Michelin a promis qu’ « à l’issue de la phase d’accompagnement, chaque salarié dispose(ra) d’une solution personnalisée » et de « contribuer activement à la création d’au moins autant d’emplois de même nature localement ». Mais il ne faut pas sous-estimer le choc psychologique que crée tout changement. Nous sommes tous rétifs au changement imposé d’en haut, de l’extérieur. Le changement est source d’anxiété, surtout lorsqu’il touche notre travail, et tout le monde ne réagit pas de la même manière à un changement imposé.

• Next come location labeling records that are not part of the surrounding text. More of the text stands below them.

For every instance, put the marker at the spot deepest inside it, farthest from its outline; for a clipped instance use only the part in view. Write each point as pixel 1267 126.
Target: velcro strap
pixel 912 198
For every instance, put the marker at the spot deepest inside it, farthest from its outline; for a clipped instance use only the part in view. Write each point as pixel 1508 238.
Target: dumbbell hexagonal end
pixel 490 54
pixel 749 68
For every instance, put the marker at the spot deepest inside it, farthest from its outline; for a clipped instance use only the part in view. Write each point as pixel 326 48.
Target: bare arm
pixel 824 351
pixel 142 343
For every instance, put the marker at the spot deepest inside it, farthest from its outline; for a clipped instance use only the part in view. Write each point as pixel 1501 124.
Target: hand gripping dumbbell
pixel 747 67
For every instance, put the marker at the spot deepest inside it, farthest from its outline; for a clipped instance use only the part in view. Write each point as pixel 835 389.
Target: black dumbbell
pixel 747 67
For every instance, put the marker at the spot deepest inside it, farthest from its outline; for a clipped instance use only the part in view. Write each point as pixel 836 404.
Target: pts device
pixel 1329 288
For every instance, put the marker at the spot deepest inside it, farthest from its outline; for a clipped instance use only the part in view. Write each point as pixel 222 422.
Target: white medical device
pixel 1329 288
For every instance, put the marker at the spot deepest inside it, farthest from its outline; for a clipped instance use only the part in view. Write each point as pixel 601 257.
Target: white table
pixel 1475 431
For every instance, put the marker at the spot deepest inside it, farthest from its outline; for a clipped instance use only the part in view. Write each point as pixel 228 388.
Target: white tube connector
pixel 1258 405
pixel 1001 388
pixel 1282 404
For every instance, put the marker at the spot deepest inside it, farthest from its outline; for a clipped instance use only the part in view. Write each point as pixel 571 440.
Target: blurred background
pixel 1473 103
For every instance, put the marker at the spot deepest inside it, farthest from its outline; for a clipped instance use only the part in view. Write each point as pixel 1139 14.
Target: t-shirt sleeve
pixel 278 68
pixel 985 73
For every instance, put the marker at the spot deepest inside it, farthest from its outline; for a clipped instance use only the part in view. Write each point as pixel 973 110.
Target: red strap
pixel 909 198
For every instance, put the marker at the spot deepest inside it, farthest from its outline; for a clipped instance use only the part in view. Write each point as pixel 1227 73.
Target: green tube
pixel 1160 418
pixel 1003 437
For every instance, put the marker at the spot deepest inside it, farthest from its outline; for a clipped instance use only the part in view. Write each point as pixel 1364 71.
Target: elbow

La réaction naturelle des salariés est l’incompréhension et la colère, d’autant que l’annonce a été brutale et peu élégante. Les syndicats, dont c’est le rôle de prétendre défendre les salariés, en rajoutent dans la surenchère. C’est de bonne guerre, même si en France nos syndicats n’ont visiblement pas encore compris la règle du jeu économique, et ne veulent surtout pas la comprendre (ce qui les obligerait eux-mêmes à changer, quelle horreur !). A la différence des syndicats allemands et scandinaves, le syndicalisme français (de moins en moins représentatif d’ailleurs 3) préfère la posture du conflit. L’influence marxiste y reste forte depuis les origines, et le capitalisme est donc un système a priori mauvais, qu’il s’agirait de renverser plutôt que d’amender.
La réaction générale des politiques est comme d’habitude la posture de l’accusation. Même chez les non marxistes, il est plus commode et rentable politiquement de blâmer l’entreprise qui ferme une usine, que de se poser des questions fondamentales sur ce qui aurait pu advenir si – en amont – on avait créé les conditions de leur pérennité. Comme si la compassion et l’indignation d’aujourd’hui – feintes ou authentiques – pouvaient remplacer l’action d’hier, que l’on n’a pas su ou voulu mettre en place quand il le fallait.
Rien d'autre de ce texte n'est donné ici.